As I approach my first official year as a teacher there are many questions going through my mind as I prepare for my career. How will I constantly keep my students engaged? What classroom management skills will be the most effective? Will my students comprehend my lessons? Many of these questions have actually been answered in many of my pedagogical classes, but until I actually experience them they will only remain theories. I began to do some research and I came across an article titled “Advice for First-Year Teachers”. The article describes how they asked “sophomore” teachers to reflect on their successes and failures, and to also provide advice to first year teachers.
Here are some advice pointers given:
Keep students busy and engaged
Get peer support
Get parental support
Organize your students
Write and reflect
The article even provided 1st year teachers an ABCs list
Admit your mistakes — and learn from them.
Be firm but flexible.
Communicate with parents.
Develop a homework policy — and stick to it.
Empower your students; don’t just lecture to them.

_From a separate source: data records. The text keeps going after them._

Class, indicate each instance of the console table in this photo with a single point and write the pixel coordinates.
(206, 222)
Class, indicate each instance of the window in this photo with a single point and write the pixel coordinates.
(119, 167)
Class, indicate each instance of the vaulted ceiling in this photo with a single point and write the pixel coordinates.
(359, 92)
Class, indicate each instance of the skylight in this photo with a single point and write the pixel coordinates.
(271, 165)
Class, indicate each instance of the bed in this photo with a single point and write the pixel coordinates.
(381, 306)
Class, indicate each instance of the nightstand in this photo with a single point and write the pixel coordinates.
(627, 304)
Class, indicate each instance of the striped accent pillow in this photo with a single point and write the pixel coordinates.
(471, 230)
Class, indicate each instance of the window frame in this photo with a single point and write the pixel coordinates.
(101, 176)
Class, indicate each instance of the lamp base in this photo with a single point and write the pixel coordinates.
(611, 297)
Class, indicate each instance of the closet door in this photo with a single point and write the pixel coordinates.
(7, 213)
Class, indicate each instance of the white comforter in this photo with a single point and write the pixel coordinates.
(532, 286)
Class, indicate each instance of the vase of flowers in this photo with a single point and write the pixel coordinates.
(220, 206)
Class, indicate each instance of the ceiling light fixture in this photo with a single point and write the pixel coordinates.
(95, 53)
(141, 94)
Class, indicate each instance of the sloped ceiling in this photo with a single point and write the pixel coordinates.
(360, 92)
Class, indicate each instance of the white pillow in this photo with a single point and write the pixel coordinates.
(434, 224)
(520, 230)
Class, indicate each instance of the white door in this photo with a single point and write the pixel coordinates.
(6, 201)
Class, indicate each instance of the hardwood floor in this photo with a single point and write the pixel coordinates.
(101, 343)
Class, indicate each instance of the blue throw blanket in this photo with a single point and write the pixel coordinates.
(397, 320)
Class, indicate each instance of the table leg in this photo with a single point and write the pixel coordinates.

Find time to attend after-school events.
Get to know all the teachers in your school and make friends with the cooks, custodians, aides, and secretaries.
Have the courage to try something else if what you’re doing isn’t working.
Institute a clear discipline policy — and enforce it consistently.
Just listen — both to what the kids are saying and to what they’re not saying.
Keep a journal.
Learn your school’s policies and procedures.
Model desired attitudes and behavior.
Non carborundum ignorami. (Don’t let the imbeciles wear you down.)
Prepare interesting lessons.
Quit worrying and just do your best.
Remember that you teach students first, then you teach whatever academic discipline you learned.
Understand that the learning process involves everyone — teachers, students, colleagues, and parents — and get everyone involved.
Volunteer to share projects and ideas, and don’t be afraid to ask others to share their ideas with you.
Work within your limits.
Xpect the unexpected — and plan for it!
Yell if you need support.
Zero in on your strengths, not your weaknesses. (Remember — nobody’s perfect!)